Robert Marchman receives the National Bar Association's Corporate Lawyer of the Year AwardAward
Allegheny College trustee and alumnus Robert Marchman, pictured second from the right, receives the National Bar Association’s Corporate Lawyer of the Year Award.

Allegheny College trustee and alumnus Robert A. Marchman, Esq., has been honored with the Corporate Lawyer of the Year Award by the National Bar Association. Marchman is a senior executive who has championed customer protection, regulatory compliance, and diversity and inclusion throughout his distinguished career.

Marchman, who graduated from Allegheny in 1980 and earned a law degree from the University of Pennsylvania, is FINRA fellow and special advisor to the head of the Department of Enforcement at the Financial Industry Regulatory Authority, an independent, not-for-profit organization authorized by Congress to protect America’s investors by making sure the securities industry operates fairly and honestly. 

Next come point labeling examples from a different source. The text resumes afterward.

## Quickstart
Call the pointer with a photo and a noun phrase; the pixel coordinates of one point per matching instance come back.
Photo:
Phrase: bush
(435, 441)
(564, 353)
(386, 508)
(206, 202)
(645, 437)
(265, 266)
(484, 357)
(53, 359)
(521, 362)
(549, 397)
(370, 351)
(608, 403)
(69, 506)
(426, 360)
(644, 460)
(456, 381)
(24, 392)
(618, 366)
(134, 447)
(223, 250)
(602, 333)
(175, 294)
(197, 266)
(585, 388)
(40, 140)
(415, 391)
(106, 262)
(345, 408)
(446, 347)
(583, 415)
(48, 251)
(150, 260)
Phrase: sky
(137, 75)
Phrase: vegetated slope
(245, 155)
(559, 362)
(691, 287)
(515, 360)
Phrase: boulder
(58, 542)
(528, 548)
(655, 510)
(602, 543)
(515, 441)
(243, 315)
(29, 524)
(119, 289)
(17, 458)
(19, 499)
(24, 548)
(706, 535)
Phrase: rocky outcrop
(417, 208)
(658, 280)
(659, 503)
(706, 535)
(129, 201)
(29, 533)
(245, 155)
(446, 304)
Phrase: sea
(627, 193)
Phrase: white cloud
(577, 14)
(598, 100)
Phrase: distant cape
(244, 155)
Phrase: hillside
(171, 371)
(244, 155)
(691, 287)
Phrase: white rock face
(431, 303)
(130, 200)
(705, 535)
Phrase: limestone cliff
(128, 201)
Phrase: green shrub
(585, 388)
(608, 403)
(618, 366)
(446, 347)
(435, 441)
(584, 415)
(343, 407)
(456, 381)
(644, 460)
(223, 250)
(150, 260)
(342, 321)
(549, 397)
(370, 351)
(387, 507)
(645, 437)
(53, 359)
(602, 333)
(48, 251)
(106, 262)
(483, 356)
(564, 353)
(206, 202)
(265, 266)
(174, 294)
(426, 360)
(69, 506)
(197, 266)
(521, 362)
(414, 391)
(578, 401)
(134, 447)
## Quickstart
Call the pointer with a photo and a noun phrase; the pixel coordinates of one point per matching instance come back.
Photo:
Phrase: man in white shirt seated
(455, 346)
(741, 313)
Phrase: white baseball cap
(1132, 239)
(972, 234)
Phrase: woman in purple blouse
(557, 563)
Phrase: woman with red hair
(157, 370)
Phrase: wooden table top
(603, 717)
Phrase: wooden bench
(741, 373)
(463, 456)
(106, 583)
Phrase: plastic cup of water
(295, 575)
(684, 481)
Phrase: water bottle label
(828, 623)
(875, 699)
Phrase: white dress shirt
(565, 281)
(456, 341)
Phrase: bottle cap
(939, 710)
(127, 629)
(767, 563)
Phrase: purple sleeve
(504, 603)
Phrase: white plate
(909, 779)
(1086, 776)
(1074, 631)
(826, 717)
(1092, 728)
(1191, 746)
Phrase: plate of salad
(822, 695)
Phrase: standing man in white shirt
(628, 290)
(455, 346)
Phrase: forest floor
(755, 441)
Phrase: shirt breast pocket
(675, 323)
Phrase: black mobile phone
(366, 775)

In June 2010, Marchman joined FINRA as executive vice president and head of the Market Regulation Department’s Legal Group. Formerly, Marchman served as an executive vice president of the New York Stock Exchange and department head in the NYSE’s Division of Market Surveillance.

In addition to his service on the Allegheny College Board of Trustees, Marchman has served on the University of Pennsylvania Law School Board of Managers; as a member of the New York Stock Exchange Foundation; as chairman of the Northeast Board of Operation HOPE; as a PFLAG board member; as a trustee and founding member of the Community Coalition on Race of South Orange-Maplewood; as a trustee of the Essex, New Jersey Board of the National Urban League; as a trustee of the Council for Economic Education; and as a board member of the NSHSS Foundation.

The National Bar Association was founded in 1925 and is the nation’s oldest and largest national network of predominantly African-American attorneys and judges. It represents the interests of approximately 65,000 lawyers, judges, law professors and law students.